The new development release for apachesolr (7.x-1.x-dev) got overhauled big time. The module now supports indexing of custom built entities.

More information about the changes here : http://drupal.org/node/966796

Currently the indexing of attachments fails on line 160 of apachesolr_attachments.module.

$success = apachesolr_index_nodes($rows, 'apachesolr_attachments');

It would be nice to see this fixed before the latest version of apachesolr goes to alpha / beta.

Comments

pwolanin’s picture

We should probably look even deeper at the architecture, though the core file API is still a bit weak.

nick_vh’s picture

We should also decide if we want to index files as separate entities or if we want to stick to the file per node logic. I assume that a file entity can have it's own entity indexing system and that we index also the links between a file_id and a node.
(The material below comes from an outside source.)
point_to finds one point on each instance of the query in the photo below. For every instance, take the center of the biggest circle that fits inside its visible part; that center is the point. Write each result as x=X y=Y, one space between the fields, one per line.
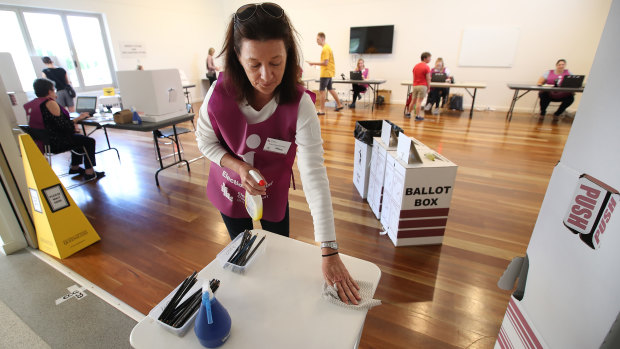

This should be clearly defined before we start coding onto the new D7 solr API because there are a lot of possibilities.

pwolanin’s picture

The problem is that the file entity doesn't have back-references to the nodes or other entities that reference it.

A better approach we should take for 7 is possibly not to maintain a separate indexing tracker, but rather make multiple documents from each entity being indexed - i.e. an additional doc for each file attachment. However, the problem with that is the timeout protection, and the fact that attachment indexing can get rather broken. For that reason it might be safer, at least for nodes, to retain this scheme?

pwolanin’s picture

Discussed an alternative scheme with Nick of trying to extract and cache the attachment text before indexing the node. That way we could do the multiple documents without worrying about the timeout.

However, there would be a potential disconnect in terms of ordering that would be a pain to account for.

osopolar’s picture

I gave a glance on the apachesolr changes and saw that where substantial changes to the api, anyway is there a small workaround to just to get the code work again (without any improvements)? Thanks.

pwolanin’s picture

Looking at the code we replace namespace with the environment ID. I hadn't realized that would make it hard to have a second indexing loop like we did before.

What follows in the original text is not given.